I also ran httpd -S and I got the following results:

-bash-4.2$ httpd -S
VirtualHost configuration:
*:80                   blocks.telos.kitchen (/etc/httpd/sites-enabled/blocks.telos.kitchen.conf:1)
*:443                  is a NameVirtualHost
         default server blocks.telos.kitchen (/etc/httpd/conf.d/ssl.conf:56)
         port 443 namevhost blocks.telos.kitchen (/etc/httpd/conf.d/ssl.conf:56)
         port 443 namevhost blocks.telos.kitchen (/etc/httpd/sites-available/blocks.telos.kitchen-le-ssl.conf:2)
ServerRoot: "/etc/httpd"
Main DocumentRoot: "/var/www/html"
Main ErrorLog: "/etc/httpd/logs/error_log"
Mutex authn-socache: using_defaults
Mutex ssl-cache: using_defaults
Mutex default: dir="/run/httpd/" mechanism=default
Mutex mpm-accept: using_defaults
Mutex authdigest-opaque: using_defaults
Mutex proxy-balancer-shm: using_defaults
Mutex rewrite-map: using_defaults
Mutex authdigest-client: using_defaults
Mutex ssl-stapling: using_defaults
Mutex proxy: using_defaults
PidFile: "/run/httpd/httpd.pid"
Define: _RH_HAS_HTTPPROTOCOLOPTIONS
Define: DUMP_VHOSTS
Define: DUMP_RUN_CFG
User: name="apache" id=48 not_used
Group: name="apache" id=48 not_used

Finally, this server will primarily be an API server and I hope to put haproxy on to manage traffic.

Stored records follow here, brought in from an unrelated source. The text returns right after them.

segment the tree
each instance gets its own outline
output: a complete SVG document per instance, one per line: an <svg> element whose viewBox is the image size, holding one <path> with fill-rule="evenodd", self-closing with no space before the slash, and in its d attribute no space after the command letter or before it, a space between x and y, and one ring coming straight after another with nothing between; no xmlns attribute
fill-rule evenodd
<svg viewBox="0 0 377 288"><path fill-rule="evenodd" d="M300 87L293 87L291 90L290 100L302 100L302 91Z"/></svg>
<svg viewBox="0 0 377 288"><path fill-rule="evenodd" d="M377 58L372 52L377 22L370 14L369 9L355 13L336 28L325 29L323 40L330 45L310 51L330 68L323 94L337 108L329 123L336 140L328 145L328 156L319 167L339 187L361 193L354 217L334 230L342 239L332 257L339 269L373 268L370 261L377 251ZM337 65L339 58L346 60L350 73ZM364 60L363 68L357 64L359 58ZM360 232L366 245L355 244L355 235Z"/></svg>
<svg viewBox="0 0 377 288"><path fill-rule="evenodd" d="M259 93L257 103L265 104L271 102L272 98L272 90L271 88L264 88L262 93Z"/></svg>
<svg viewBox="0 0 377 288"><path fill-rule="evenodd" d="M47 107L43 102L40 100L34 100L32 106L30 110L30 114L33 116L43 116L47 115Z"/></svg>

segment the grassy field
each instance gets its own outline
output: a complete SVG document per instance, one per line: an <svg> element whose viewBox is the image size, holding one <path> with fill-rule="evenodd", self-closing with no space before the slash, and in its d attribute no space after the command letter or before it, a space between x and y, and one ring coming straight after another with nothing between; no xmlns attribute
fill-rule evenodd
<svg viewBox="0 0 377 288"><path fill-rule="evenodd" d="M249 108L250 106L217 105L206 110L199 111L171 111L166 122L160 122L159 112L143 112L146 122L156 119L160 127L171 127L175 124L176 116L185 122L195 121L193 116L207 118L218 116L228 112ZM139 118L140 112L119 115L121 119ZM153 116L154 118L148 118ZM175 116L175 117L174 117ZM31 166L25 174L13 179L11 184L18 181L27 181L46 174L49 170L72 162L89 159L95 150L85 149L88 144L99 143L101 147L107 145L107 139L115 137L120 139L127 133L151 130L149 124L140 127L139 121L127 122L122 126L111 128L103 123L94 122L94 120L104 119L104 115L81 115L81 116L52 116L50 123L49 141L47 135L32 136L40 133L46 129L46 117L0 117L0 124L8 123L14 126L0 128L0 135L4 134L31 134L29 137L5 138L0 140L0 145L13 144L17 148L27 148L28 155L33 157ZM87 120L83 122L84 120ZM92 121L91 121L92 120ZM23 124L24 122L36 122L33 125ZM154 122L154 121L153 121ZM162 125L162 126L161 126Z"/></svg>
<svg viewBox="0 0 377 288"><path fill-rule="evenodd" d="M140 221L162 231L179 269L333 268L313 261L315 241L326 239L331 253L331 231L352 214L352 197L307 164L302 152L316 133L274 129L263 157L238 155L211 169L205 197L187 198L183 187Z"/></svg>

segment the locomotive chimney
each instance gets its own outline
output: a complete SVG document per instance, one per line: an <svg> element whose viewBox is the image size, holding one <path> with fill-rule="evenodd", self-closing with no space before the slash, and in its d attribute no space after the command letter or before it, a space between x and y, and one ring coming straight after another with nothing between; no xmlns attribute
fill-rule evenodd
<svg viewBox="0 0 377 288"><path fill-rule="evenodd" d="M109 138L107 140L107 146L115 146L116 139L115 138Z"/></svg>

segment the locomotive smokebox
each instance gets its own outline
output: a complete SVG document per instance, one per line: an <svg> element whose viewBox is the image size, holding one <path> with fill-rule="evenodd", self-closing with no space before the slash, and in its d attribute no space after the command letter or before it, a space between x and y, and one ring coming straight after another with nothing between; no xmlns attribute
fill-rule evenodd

Will that make a difference or is the first step to get the cert working through apache?

Here is the haproxy.cfg file that I think I will need to use (although haproxy is not running currently).

frontend
    bind *:80

    # This is our new config that listens on port 443 for SSL connections
    bind *:443 ssl crt /etc/ssl/blocks.telos.kitchen/blocks.telos.kitchen.pem

    # Test URI to see if its a letsencrypt request
    acl letsencrypt-acl path_beg /.well-known/acme-challenge/
    use_backend letsencrypt-backend if letsencrypt-acl

    default_backend backend-web

# LE Backend
backend letsencrypt-backend
    server letsencrypt 127.0.0.1:7777

# Normal (default) Backend
# for web servers
backend backend-web
    server self 127.0.0.1:u6e80

thank you!
Max

#4

This topic was automatically closed 30 days after the last reply. New replies are no longer allowed.